Adapun objek filsafat apabila ditinjau dari yang diamati (objeknya) terbagi menjadi
tiga bagian, yaitu objek rasa, bukan rasa dan luar biasa. Objek rasa –dikenal dengan objek
empiris- adalah sebuah objek yang ada (memang pada dasarnya) dan hanya didapatkan
melalui sesuatu yang konkret saja, yaitu lima indera yang sifatnya empiris. Objek ini
berhubungan dengan estetika (keindahan). Sedang objek bukan rasa-dikenal dengan ideal-
merupakan kebalikan dari objek rasa, yaitu objek yang tidak ada (memang pada dasarnya)
dan menjadi ada berkat aktivitas akal. Objek ini diperoleh berdasarkan pada sesuatu yang
abstrak, yaitu rasio yang sifatnya analitik. Sedangkan objek luar rasa –dikenal dengan
transenden- adalah sesuatu yang berada dalam luar jangkauan dan perasaan manusia.
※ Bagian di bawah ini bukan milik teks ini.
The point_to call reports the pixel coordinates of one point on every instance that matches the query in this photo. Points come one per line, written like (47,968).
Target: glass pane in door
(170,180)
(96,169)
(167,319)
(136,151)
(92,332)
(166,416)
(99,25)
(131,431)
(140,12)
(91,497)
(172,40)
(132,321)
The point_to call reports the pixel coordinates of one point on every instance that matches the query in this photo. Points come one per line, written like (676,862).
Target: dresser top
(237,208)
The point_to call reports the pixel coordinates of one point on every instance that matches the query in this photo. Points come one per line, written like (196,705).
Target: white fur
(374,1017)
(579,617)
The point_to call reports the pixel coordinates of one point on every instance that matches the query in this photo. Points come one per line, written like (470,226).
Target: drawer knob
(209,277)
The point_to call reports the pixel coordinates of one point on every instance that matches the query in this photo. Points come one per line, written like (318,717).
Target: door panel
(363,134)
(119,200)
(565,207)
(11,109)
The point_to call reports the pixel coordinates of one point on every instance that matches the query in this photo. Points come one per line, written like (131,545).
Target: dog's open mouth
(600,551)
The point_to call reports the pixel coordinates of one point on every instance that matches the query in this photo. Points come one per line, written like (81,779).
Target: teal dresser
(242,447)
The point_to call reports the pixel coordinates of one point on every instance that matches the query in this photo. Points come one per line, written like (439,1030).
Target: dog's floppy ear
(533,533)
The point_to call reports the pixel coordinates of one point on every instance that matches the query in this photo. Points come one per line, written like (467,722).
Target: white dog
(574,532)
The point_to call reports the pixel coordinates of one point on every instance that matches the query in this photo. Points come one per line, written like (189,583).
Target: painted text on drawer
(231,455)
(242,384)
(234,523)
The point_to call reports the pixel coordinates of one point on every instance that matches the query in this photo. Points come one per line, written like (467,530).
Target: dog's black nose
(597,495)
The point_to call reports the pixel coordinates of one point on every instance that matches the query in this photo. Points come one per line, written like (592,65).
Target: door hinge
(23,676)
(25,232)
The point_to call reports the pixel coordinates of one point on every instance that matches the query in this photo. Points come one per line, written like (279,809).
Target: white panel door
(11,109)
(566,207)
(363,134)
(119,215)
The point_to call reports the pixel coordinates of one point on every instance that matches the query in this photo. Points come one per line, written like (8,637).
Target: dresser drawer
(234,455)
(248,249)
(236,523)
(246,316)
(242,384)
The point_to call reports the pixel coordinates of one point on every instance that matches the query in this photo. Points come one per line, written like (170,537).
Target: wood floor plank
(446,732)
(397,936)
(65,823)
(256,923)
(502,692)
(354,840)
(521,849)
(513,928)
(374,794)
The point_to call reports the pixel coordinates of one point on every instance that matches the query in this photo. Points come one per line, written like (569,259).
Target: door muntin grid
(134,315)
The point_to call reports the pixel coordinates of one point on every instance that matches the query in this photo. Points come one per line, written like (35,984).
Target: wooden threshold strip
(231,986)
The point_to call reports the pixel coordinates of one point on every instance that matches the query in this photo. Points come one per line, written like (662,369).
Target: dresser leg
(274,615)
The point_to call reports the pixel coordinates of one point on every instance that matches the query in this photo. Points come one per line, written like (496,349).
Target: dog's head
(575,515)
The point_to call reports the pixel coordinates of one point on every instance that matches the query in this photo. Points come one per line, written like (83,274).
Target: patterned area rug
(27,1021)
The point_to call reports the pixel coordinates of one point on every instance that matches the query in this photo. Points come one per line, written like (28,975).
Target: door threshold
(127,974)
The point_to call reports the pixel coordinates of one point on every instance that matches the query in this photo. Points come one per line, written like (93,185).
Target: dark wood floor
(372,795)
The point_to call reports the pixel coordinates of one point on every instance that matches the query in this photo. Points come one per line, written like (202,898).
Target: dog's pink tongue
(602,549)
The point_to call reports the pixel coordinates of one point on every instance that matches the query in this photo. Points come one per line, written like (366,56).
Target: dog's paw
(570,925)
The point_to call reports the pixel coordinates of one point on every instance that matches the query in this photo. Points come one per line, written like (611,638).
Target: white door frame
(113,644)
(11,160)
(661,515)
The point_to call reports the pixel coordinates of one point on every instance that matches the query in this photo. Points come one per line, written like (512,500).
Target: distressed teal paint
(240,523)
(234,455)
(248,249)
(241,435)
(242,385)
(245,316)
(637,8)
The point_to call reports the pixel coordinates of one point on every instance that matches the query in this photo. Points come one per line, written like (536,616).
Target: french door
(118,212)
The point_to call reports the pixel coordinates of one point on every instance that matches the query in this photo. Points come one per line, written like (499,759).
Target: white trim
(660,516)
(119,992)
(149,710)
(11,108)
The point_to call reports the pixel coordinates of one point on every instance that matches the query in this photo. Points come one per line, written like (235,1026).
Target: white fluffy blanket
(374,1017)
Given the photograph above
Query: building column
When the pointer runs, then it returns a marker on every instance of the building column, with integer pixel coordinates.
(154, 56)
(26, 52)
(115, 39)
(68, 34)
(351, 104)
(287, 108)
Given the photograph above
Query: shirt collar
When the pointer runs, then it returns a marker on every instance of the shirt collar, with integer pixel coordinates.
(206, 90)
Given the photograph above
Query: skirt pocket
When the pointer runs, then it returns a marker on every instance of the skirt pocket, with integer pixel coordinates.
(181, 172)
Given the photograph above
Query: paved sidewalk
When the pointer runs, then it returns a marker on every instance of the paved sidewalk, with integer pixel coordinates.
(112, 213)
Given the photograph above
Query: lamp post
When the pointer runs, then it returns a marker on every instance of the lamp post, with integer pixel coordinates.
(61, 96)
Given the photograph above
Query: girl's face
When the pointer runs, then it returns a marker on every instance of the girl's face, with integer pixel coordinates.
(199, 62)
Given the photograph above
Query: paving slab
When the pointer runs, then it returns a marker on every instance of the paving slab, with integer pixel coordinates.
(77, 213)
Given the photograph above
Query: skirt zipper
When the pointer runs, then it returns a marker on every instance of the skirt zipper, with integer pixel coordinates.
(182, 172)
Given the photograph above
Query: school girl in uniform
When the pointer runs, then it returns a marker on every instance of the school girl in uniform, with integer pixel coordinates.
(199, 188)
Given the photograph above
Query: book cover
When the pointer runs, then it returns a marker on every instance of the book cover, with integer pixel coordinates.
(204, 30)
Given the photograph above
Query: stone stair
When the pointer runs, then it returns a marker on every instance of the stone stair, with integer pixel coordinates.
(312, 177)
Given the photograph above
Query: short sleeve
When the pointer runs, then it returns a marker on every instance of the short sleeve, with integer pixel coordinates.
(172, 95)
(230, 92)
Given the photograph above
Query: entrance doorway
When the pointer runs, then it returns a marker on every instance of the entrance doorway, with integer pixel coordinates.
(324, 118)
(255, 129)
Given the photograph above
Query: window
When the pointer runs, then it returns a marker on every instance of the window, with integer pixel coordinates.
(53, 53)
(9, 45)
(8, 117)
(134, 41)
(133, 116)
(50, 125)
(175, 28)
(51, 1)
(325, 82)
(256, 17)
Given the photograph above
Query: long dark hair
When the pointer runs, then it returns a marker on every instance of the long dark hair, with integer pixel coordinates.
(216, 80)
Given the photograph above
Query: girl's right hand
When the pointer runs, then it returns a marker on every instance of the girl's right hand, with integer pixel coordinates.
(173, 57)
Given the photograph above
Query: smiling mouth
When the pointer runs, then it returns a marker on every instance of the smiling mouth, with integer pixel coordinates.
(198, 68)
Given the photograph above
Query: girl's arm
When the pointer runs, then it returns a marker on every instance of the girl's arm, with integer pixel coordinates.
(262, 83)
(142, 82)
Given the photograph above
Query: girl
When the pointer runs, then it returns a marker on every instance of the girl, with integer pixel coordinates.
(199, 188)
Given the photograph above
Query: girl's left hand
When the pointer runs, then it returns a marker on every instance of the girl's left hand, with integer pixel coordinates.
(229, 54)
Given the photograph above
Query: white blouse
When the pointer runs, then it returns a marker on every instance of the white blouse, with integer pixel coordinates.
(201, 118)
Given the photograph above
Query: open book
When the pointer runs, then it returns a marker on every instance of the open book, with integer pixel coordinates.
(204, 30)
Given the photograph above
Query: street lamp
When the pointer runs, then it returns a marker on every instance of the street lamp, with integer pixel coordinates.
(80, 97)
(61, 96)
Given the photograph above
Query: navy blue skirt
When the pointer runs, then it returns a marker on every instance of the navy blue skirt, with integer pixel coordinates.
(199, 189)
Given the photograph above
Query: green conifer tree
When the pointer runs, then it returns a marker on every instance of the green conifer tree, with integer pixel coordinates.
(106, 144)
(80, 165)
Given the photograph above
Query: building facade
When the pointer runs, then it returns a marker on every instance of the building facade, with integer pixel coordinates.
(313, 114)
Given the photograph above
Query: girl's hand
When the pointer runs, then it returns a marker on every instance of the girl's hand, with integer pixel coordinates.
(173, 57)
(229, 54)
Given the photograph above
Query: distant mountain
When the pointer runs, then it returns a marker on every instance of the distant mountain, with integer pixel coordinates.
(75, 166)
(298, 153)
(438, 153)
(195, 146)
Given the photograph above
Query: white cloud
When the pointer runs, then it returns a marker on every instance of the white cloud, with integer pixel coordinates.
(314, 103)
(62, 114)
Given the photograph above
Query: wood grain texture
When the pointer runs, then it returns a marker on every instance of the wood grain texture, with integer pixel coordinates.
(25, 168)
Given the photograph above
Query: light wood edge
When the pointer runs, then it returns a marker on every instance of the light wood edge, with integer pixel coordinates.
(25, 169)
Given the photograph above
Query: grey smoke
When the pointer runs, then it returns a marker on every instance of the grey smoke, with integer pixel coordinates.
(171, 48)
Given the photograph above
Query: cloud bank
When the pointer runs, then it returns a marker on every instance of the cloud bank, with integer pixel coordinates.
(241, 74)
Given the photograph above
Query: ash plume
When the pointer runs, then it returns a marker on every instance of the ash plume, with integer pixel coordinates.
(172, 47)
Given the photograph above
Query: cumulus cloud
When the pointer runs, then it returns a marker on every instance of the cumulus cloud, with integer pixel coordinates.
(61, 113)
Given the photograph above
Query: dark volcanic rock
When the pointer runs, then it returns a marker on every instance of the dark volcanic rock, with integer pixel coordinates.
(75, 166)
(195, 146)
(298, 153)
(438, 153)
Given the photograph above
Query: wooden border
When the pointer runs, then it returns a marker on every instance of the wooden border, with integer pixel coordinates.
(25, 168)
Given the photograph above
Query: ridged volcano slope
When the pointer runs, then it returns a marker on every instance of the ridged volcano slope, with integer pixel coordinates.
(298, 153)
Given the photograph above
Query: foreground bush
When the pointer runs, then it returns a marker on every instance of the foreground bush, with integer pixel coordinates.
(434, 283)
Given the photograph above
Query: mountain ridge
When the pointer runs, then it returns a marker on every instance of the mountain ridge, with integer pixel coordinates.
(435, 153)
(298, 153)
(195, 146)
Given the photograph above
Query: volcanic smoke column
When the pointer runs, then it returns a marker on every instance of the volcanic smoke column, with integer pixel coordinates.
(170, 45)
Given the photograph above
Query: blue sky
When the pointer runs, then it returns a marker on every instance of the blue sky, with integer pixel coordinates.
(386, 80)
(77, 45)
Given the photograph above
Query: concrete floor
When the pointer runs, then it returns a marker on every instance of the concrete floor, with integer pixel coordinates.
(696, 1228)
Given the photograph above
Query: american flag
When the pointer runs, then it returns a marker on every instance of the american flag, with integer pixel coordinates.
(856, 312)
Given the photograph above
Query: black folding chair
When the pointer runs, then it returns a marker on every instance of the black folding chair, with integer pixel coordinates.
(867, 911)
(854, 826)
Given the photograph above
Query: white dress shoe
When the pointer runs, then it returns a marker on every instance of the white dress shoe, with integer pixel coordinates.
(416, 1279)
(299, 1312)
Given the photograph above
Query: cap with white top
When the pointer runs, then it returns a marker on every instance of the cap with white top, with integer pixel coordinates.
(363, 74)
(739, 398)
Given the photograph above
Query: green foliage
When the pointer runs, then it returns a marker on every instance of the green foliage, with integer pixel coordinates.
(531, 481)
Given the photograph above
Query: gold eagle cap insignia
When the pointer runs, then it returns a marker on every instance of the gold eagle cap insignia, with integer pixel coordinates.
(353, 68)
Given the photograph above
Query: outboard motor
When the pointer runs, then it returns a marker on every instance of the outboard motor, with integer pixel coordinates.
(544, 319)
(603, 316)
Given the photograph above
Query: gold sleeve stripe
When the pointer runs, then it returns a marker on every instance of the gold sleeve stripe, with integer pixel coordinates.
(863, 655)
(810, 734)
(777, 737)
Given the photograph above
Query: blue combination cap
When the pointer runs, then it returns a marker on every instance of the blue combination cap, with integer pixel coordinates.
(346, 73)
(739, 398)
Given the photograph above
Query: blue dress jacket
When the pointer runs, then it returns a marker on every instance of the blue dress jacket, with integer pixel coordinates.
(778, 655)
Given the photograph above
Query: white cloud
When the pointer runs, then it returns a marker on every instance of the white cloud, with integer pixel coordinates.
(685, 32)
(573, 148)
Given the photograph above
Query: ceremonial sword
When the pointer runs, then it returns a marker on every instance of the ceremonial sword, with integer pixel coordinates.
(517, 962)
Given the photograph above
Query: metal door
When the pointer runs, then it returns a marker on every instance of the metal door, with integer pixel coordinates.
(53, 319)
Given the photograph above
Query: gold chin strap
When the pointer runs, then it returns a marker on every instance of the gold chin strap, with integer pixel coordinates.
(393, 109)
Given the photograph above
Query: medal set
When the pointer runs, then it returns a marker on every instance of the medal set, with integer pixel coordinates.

Dinamakan objek luar rasa karena pengetahuan tersebut diperoleh melampaui pengalaman,
artinya adalah seorang yang berfilsafat –dalam hal ini disebut sang subjek- mempunyai
landasan berpikir tanpa harus melalui sebuah pengalaman dan ia bisa mengambil kesimpulan
sendiri. Hal ini dikenal dengan istilah Apriori. Apriori sendiri secara bahasa mempunyai arti
sebelum, jadi bisa diartikan bahwa apriori adalah pengetahuan yang independen (mandiri),
terlepas dari pengalaman. Kebalikan dari apriori adalah Apesteriori. Apesteriori sendiri
secara bahasa berarti sesudah, jadi bisa diartikan bahwa apesteriori adalah pengetahuan yang
tergantung pada empiris atau pengalaman.
Filsafat itu tidak mengajarkan sebuah ajaran yang normative, tapi yang diajarkan
adalah nilai yang terkandung di dalamnya. Sebuah ajaran yang tidak terkandung nilai-nilai
yang di dalamnya, maka apalah arti dari ajaran tersebut. Segala sesuatu itu termasuk ajaran,
di dalamnya pasti terdapat nilai yang harus diketahui dan dikaji. Maka hal tersebut
mengindikasikan bahwa segala sesuatu termasuk ajaran yang merupakan bagian dari agama
terikat dan tidak akan lepas dari nilai. Kemudian ada istilah barang bebas nilai. Maksud daro
barang atau sesuatu itu bebas nilai adalah dilihat dari bagaimana proses penilaian atau
penemuan nilai tersebut tidak terikat dari apapun, karena tergantung dari sang subjek itu
sendiri bagaimana ia menilai dan dengan proses apa saja ia memberikan penilaian.